Lundi, le conseil d’administration d’OpenAI a annoncé qu’il remplaçait Altman par Emmett Shear, qui jusqu’au début de cette année était PDG de Twitch, une plateforme en ligne qui permet aux gens de regarder d’autres personnes jouer à des jeux vidéo.
Dans le monde de l’altruisme efficace, Shear est également connu pour son apparition en tant que sorcier dans une longue fanfiction de Harry Potter, « Harry Potter et les méthodes de la rationalité », écrite entre 2010 et 2015 par Eliezer Yudkowsky, un penseur influent parmi ceux-là. préoccupés par les risques de l’IA.

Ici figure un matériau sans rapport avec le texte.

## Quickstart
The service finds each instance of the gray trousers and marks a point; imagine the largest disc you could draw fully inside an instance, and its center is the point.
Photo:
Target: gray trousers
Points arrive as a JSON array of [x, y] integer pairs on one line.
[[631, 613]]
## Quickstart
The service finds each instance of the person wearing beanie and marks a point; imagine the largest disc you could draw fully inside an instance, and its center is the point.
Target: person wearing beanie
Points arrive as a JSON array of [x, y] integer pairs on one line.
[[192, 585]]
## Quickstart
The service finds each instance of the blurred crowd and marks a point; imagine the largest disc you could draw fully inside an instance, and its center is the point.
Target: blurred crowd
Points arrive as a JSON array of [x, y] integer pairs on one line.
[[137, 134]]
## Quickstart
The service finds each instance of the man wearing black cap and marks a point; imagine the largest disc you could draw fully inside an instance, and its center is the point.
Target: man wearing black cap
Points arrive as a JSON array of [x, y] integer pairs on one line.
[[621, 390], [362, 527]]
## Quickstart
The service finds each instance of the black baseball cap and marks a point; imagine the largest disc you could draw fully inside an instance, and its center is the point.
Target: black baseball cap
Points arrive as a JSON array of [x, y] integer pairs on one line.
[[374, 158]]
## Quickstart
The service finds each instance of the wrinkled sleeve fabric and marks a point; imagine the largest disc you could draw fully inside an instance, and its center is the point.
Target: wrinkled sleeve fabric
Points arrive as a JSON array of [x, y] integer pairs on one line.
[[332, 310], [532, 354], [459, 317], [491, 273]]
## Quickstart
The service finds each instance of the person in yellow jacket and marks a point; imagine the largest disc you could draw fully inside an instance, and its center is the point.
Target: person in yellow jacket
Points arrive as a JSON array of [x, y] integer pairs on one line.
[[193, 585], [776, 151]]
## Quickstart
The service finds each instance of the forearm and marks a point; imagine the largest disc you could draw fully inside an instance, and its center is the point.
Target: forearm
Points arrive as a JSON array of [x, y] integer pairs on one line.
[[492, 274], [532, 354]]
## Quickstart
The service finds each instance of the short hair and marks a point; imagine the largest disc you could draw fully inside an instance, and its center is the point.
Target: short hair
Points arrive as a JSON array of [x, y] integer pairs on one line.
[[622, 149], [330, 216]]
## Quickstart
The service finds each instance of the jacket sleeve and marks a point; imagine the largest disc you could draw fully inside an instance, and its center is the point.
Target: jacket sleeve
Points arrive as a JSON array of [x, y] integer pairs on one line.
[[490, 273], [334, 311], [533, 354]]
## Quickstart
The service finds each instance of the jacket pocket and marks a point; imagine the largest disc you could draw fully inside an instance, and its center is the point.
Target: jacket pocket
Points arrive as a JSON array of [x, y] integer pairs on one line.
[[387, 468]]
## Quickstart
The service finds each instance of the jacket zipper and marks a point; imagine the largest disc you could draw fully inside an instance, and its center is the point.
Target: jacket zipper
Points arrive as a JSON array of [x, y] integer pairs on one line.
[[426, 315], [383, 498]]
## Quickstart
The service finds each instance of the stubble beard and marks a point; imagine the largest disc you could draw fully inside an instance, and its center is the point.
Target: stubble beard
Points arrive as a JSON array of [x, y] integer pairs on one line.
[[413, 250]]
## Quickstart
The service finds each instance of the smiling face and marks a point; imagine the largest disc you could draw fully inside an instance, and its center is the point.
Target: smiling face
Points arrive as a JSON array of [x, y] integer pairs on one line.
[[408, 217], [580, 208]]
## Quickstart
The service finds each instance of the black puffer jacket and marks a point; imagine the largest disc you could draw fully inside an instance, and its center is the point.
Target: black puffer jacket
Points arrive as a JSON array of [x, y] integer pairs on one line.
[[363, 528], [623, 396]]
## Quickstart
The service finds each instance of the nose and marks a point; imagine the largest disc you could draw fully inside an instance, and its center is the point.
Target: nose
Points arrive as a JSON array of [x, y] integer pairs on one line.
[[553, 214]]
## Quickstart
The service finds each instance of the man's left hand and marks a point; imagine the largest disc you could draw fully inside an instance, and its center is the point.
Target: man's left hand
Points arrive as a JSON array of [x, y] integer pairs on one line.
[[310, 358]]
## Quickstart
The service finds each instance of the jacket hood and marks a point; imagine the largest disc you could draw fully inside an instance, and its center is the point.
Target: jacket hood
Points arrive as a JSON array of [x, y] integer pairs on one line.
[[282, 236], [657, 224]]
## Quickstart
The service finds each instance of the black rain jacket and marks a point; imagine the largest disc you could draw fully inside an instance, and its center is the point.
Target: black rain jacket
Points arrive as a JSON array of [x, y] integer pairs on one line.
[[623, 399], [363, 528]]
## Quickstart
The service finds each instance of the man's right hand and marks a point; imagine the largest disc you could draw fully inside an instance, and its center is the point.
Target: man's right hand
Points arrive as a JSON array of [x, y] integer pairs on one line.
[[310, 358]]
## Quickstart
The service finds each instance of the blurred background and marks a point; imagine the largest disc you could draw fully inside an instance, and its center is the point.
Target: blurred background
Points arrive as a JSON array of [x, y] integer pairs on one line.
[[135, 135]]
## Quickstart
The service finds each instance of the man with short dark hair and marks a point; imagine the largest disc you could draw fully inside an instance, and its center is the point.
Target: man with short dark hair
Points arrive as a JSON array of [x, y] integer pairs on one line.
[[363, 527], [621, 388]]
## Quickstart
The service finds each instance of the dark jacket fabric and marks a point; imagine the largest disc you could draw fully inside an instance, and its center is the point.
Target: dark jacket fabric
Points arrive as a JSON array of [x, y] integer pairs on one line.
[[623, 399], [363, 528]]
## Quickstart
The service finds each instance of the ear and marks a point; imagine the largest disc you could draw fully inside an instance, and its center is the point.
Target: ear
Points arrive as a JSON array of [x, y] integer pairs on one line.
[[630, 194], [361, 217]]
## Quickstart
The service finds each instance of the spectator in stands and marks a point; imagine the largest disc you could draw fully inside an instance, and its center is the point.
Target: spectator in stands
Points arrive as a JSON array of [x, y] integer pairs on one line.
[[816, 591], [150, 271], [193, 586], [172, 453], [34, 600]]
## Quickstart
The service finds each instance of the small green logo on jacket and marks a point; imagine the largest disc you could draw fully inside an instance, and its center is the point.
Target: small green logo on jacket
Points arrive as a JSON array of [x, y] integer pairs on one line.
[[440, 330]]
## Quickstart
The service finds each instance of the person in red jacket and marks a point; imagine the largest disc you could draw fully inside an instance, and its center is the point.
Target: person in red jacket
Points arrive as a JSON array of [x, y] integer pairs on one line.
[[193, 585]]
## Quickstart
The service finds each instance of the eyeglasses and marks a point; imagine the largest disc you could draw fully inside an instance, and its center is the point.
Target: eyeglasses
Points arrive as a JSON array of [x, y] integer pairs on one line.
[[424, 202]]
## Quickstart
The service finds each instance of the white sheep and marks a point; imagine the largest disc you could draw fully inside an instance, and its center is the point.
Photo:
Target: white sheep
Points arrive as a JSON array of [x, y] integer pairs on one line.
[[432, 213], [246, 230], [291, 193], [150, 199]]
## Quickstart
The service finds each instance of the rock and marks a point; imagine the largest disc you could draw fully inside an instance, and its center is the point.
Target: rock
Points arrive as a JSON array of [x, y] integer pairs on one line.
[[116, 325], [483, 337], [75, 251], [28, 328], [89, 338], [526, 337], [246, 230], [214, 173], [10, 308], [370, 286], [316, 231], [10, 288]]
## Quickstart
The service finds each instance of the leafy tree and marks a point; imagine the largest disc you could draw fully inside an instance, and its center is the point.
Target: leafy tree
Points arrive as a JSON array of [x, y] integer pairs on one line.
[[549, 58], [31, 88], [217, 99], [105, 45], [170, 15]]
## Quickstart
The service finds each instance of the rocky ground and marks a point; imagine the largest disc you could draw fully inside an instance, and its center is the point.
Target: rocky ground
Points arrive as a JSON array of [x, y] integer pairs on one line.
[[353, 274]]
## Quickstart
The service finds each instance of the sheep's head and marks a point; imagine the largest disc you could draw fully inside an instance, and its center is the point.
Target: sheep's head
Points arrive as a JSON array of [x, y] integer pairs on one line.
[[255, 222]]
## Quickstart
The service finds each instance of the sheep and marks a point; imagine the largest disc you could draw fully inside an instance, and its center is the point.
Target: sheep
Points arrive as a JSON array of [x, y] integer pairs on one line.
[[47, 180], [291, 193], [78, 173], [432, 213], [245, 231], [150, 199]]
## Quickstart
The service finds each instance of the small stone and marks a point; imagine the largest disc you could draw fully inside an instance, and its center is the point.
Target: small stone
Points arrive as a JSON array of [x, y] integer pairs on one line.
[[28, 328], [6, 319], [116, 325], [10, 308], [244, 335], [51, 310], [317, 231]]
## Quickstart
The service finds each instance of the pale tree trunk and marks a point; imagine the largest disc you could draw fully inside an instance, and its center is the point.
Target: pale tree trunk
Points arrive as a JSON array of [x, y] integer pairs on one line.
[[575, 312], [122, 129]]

On peut affirmer sans se tromper que rien de tout cela n’a été évoqué en mai, lorsque Altman a effectué sa tournée à Washington. Il s’est exprimé devant le Sénat sur les risques et les avantages de l’IA, proposant – ce qui est inhabituel pour un PDG – de jouer avec des réglementations raisonnables, voire même d’octroyer des licences pour les versions les plus puissantes de la technologie.
Il a fait quelque chose de similaire en Europe, devenant le visage amical d’une entreprise par ailleurs profondément opaque aux yeux des gens qui tentent de la gouverner de l’extérieur.
La véritable raison pour laquelle Altman occupait cette place d’influence, bien sûr, était qu’OpenAI valait déjà des dizaines de milliards de dollars et disposait d’un produit qu’Altman lui-même avait réussi à qualifier de transformateur.
Le fait que ce genre d’arguments baroques, presque de science-fiction, bouillonnent en même temps sous la surface ne fait qu’illustrer les risques qu’il y a à laisser les icônes autoproclamées de la Silicon Valley s’enfuir avec la conversation. À Washington, les grands débats ont tendance à se concentrer sur des questions publiques claires comme l’équité et la sécurité nationale. Dans le monde de l’IA, les grands débats peuvent être difficiles à distinguer de la littérature fantastique.
Pour l’instant, Altman est en train de remporter la rupture – du moins sur le plan commercial. De larges segments du monde de la technologie se sont ralliés à ses côtés, de l’ancien PDG de Google Eric Schmidt aux entrepreneurs les plus modestes, tandis que la plupart des employés d’OpenAI sont ouvertement révoltés contre son licenciement. Et Microsoft, copropriétaire d’OpenAI qui aurait été aveuglé par le licenciement, a déjà engagé Altman pour diriger une division interne d’IA.
Ironiquement, ce coup d’État bâclé pourrait aider les altruistes efficaces et soucieux de la sécurité à gagner un débat plus large, en mettant en évidence les conditions curieuses dans lesquelles se déroule actuellement le développement de l’IA.
La nouvelle a frappé Washington pendant une accalmie avant les vacances, et les initiés sont restés muets sur le chaos autour de ce qui était, jusqu’à vendredi, la principale société d’IA. Mais il est juste de dire que la prochaine fois qu’Altman, ou un autre prodige de l’IA, visitera Washington, il sera probablement confronté à un peu moins de déférence et à quelques questions plus pointues.